やはり、このオケを聴き行きたい!という私の「嗅覚」は間違っていなかったと思います。実際、第1ヴァイオリンも結構体全体を使って演奏していて感情が入っているなあと感じましたし。さらにアンコールのポルカ「雷鳴と電光」(!)もまるでウィーン・フィルニューイヤーコンサートです。残響的にムジークフェラインザールに近いかつしかシンフォニーヒルモーツァルトホールだからこそなおさら私はウィーンにいるのか?と錯覚してしまうくらい。プロオケだけがオーケストラではないです。アマチュアの演奏会もぜひ足を運んでみてはいかがでしょうか?人生がより豊かになると思います。
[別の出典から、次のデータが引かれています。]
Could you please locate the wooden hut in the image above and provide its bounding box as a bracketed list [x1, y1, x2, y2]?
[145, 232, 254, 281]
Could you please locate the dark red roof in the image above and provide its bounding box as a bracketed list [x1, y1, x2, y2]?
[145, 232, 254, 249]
次回は年末12月にベートーヴェンの第九。とても楽しみです!このオーケストラだと、名演の予感しかしません!

 


聴いて来たコンサート
オーケストラ・ルゼル第29回演奏会
ルートヴィヒ・ヴァン・ベートーヴェン作曲
歌劇「フィデリオ」序曲
パウルヒンデミット作曲
交響曲「画家マティス
ヨハネス・ブラームス作曲
交響曲第2番ニ長調作品73
ヨハン・シュトラウスⅡ世作曲
ポルカ「雷鳴と電光」(アンコール)
橘直樹指揮
オーケストラ・ルゼル

令和6(2024)年2月23日、東京、葛飾、かつしかシンフォニーヒルズ モーツァルトホール

地震および津波、水害により被害にあわれた方へお見舞い申し上げますとともに、亡くなられた方のご冥福と復興をお祈りいたします。同時に救助及び原発の被害を食い止めようと必死になられているすべての方、そして新型コロナウイルス蔓延の最前線にいらっしゃる医療関係者全ての方に、感謝申し上げます。